HIV and Women: Prevention Challenges
Social barriers such as racism, discrimination, and HIV stigma have a major impact on health and well-being. These factors prevent some women from seeking and receiving high-quality health care, including HIV testing, treatment, and other prevention services. Addressing these barriers and encouraging safe and supportive communities can help improve health outcomes for women.
In addition to the social issues that affect some women, other factors can increase the chances of getting or transmitting HIV:
Knowledge of HIV status. Women who don’t know they have HIV can’t get the medicine they need to stay healthy and prevent transmitting HIV to their partners. Therefore, they may pass HIV to others without knowing it.
Sex partner’s risk factors. Because some women may be unaware of their male partner’s risk factors for HIV (such as injection drug use or having sex with men), they may not use a condom or medicine to prevent HIV.
Knowledge of PrEP (pre-exposure prophylaxis). PrEP is highly effective for preventing HIV, yet PrEP use among women is very low. Barriers include lack of awareness, negative experiences with providers, lack of confidence that providers know about PrEP, daily uptake, and negative response from partner.

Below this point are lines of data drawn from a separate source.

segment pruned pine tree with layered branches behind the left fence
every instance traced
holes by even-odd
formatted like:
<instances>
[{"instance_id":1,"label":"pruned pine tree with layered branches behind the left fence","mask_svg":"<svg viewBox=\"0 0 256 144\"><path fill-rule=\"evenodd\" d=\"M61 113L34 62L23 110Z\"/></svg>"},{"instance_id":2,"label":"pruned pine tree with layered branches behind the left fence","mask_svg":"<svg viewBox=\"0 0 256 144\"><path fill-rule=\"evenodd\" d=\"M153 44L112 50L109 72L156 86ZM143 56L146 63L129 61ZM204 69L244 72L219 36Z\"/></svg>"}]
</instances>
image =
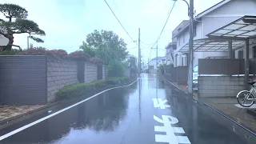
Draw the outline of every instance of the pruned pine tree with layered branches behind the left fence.
<instances>
[{"instance_id":1,"label":"pruned pine tree with layered branches behind the left fence","mask_svg":"<svg viewBox=\"0 0 256 144\"><path fill-rule=\"evenodd\" d=\"M14 34L30 34L30 38L36 42L43 42L41 38L31 36L31 34L46 35L36 22L26 19L28 12L26 9L15 4L0 4L0 12L4 18L0 18L0 34L9 39L7 46L3 50L11 50L14 45ZM20 46L18 46L20 47Z\"/></svg>"}]
</instances>

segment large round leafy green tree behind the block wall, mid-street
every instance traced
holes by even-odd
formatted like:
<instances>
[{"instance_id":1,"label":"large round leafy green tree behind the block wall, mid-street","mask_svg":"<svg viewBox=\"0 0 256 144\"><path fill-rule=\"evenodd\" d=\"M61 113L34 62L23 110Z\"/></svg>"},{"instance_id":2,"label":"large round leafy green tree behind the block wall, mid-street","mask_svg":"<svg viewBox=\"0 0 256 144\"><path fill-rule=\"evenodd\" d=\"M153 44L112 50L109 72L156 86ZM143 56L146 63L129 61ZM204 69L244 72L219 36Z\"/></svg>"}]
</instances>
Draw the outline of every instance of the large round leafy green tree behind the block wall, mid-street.
<instances>
[{"instance_id":1,"label":"large round leafy green tree behind the block wall, mid-street","mask_svg":"<svg viewBox=\"0 0 256 144\"><path fill-rule=\"evenodd\" d=\"M107 30L94 30L93 33L86 36L86 42L82 43L82 48L85 52L93 50L94 56L102 58L106 64L115 60L123 60L126 58L126 43L118 34Z\"/></svg>"}]
</instances>

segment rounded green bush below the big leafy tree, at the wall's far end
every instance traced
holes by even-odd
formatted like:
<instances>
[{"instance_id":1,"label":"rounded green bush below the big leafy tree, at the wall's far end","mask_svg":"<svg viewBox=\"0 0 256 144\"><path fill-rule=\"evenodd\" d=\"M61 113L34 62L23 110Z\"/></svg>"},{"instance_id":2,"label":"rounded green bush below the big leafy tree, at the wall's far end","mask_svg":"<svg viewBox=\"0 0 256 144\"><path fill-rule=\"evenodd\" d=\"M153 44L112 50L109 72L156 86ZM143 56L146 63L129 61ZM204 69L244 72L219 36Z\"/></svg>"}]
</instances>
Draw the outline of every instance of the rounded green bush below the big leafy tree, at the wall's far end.
<instances>
[{"instance_id":1,"label":"rounded green bush below the big leafy tree, at the wall's far end","mask_svg":"<svg viewBox=\"0 0 256 144\"><path fill-rule=\"evenodd\" d=\"M108 76L109 77L122 77L126 70L126 63L120 61L110 62L108 65Z\"/></svg>"}]
</instances>

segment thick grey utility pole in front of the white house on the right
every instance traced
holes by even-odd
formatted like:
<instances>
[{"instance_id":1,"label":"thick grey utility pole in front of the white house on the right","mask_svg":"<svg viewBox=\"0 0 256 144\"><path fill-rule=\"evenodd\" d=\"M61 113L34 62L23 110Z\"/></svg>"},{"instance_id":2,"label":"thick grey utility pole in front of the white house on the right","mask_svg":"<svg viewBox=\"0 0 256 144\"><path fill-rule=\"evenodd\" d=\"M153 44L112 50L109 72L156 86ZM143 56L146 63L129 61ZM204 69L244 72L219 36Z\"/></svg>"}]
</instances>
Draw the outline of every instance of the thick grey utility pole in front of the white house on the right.
<instances>
[{"instance_id":1,"label":"thick grey utility pole in front of the white house on the right","mask_svg":"<svg viewBox=\"0 0 256 144\"><path fill-rule=\"evenodd\" d=\"M189 42L189 73L188 73L188 89L189 93L193 94L193 40L194 40L194 0L190 0L190 42Z\"/></svg>"}]
</instances>

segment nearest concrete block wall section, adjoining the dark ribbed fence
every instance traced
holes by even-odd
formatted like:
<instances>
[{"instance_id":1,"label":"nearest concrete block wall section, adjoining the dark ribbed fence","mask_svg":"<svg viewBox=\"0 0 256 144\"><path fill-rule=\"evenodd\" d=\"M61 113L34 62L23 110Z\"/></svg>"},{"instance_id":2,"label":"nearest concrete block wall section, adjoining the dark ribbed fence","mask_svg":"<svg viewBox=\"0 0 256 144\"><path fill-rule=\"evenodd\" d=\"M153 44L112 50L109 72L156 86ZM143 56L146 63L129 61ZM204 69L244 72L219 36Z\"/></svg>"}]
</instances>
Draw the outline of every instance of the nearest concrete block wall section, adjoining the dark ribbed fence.
<instances>
[{"instance_id":1,"label":"nearest concrete block wall section, adjoining the dark ribbed fence","mask_svg":"<svg viewBox=\"0 0 256 144\"><path fill-rule=\"evenodd\" d=\"M78 83L78 65L75 61L47 59L47 100L52 102L55 94L64 86Z\"/></svg>"}]
</instances>

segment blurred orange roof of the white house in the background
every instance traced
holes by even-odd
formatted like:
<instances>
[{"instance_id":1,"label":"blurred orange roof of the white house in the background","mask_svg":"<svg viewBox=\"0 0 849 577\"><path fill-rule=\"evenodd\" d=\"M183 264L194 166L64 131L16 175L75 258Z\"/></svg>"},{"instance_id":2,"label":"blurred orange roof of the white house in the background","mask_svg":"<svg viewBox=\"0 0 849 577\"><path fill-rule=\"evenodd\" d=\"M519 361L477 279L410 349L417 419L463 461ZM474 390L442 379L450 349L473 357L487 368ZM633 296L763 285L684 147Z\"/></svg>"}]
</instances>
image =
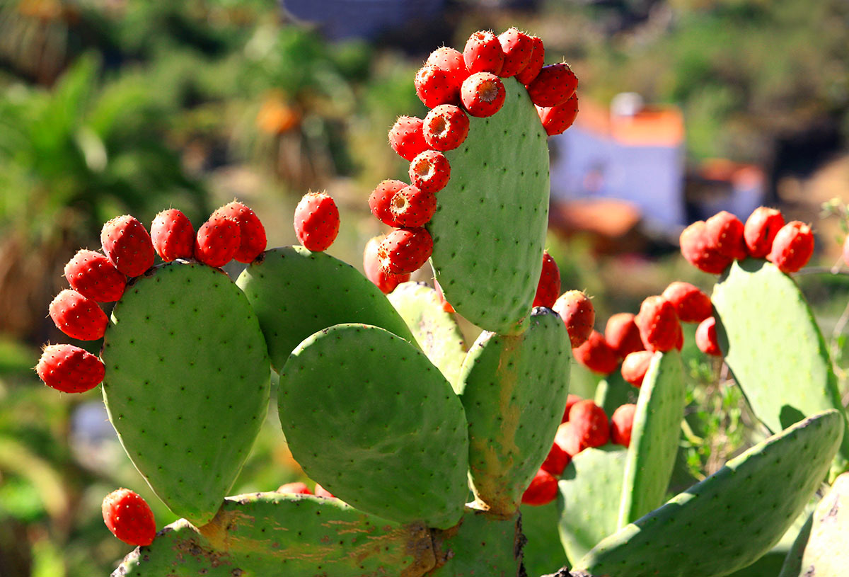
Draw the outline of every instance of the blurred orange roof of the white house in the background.
<instances>
[{"instance_id":1,"label":"blurred orange roof of the white house in the background","mask_svg":"<svg viewBox=\"0 0 849 577\"><path fill-rule=\"evenodd\" d=\"M628 146L678 146L684 139L684 118L675 106L646 106L633 116L613 116L593 102L582 102L575 124Z\"/></svg>"}]
</instances>

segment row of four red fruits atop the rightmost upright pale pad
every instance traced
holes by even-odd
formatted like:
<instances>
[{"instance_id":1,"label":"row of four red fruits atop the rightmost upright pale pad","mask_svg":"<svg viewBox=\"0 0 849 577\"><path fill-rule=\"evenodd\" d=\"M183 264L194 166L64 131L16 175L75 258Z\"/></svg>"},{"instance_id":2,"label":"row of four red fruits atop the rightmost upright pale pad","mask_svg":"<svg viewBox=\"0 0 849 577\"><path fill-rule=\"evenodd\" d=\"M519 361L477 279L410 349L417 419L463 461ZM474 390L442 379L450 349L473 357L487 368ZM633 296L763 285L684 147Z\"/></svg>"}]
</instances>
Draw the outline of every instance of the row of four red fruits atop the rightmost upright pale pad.
<instances>
[{"instance_id":1,"label":"row of four red fruits atop the rightmost upright pale pad","mask_svg":"<svg viewBox=\"0 0 849 577\"><path fill-rule=\"evenodd\" d=\"M766 258L784 273L795 273L813 254L811 227L784 223L781 212L759 206L745 224L730 212L692 223L680 237L681 253L706 273L722 274L734 260Z\"/></svg>"}]
</instances>

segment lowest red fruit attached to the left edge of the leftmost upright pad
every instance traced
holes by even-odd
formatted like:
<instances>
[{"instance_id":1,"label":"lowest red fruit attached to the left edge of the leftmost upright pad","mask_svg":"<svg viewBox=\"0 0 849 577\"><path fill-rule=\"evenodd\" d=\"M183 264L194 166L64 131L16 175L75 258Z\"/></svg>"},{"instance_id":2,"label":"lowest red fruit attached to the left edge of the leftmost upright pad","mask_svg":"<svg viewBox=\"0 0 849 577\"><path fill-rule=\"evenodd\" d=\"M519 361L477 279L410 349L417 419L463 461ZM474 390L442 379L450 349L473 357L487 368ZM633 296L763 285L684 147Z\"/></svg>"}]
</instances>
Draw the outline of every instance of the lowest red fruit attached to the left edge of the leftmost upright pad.
<instances>
[{"instance_id":1,"label":"lowest red fruit attached to the left edge of the leftmost upright pad","mask_svg":"<svg viewBox=\"0 0 849 577\"><path fill-rule=\"evenodd\" d=\"M104 380L100 359L74 345L49 345L36 365L38 378L62 393L85 393Z\"/></svg>"}]
</instances>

Mental health. Women with HIV who experience depression, anxiety, or posttraumatic stress disorder may be less likely to seek HIV care or stay engaged in care.
Sexual behaviors. In general, receptive sex is riskier than insertive sex. This means that women are more likely to get HIV during vaginal or anal sex
Sexually transmitted diseases (STDs). Some STDs, such as gonorrhea and syphilis, can increase the likelihood of getting or transmitting HIV.
Intimate partner violence (IPV). Women who have been exposed to IPV (for example, physical or sexual violence, stalking, or mental abuse by a current or past partner) may be more likely to engage in risky behaviors or be forced to have sex without a condom or medicines to prevent or treat HIV.